Methodology: Nasopharyngeal samples and sera were collected from patients and household contacts with clinically suspected pertussis. Diagnoses were confirmed by culture, real-time polymerase chain reaction (PCR), and serology. Bordetella pertussis isolates were characterized by antimicrobial sensitivity and fimbrial serotyping.
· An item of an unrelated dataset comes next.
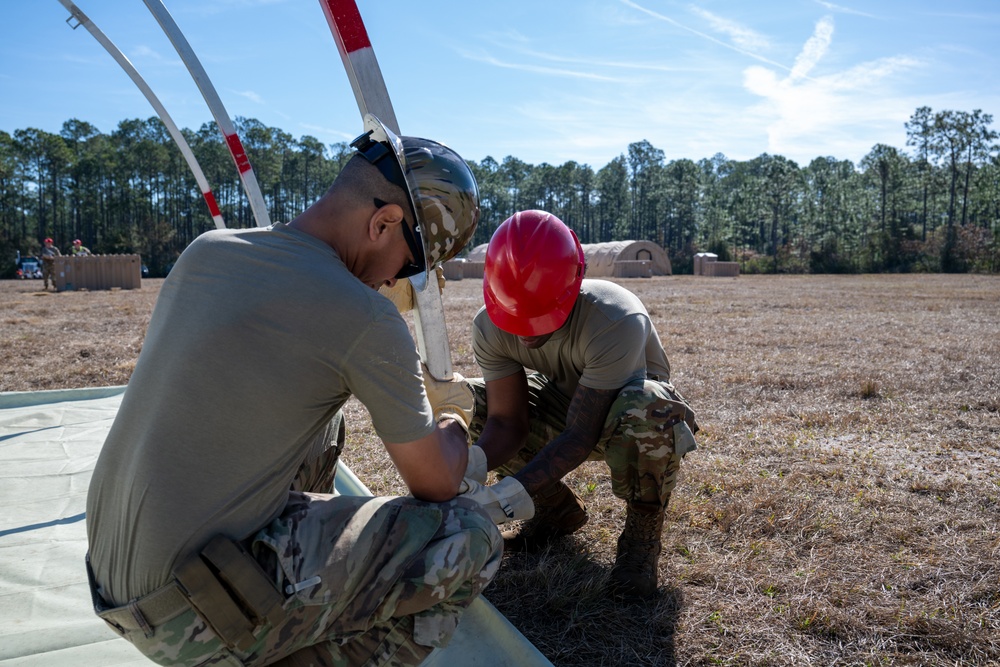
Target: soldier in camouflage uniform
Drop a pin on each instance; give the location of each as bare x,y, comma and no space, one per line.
49,254
215,533
600,390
Results: Of 392 participants, 134/248 patients (54%) and 66/144 contacts (45.8%) had confirmed pertussis infections. B. parapertussis was not detected. All B. pertussis isolates were sensitive to the antibiotics tested, and all expressed the Fim3, not the Fim2, fimbrial serotype. Most patients (81.2%) were <6 months (51.8% of whom were <3 months) of age; 77.6% were unvaccinated, and most positive contacts were mothers 20–40 years of age.
Conclusions: Despite high vaccination coverage, pertussis is circulating in Algeria. Most infections occur in unvaccinated infants <6 months of age, with mothers as the main source of infection. An adolescent/adult booster should be considered. Adoption of sensitive and specific laboratory tests would improve pertussis diagnosis and surveillance.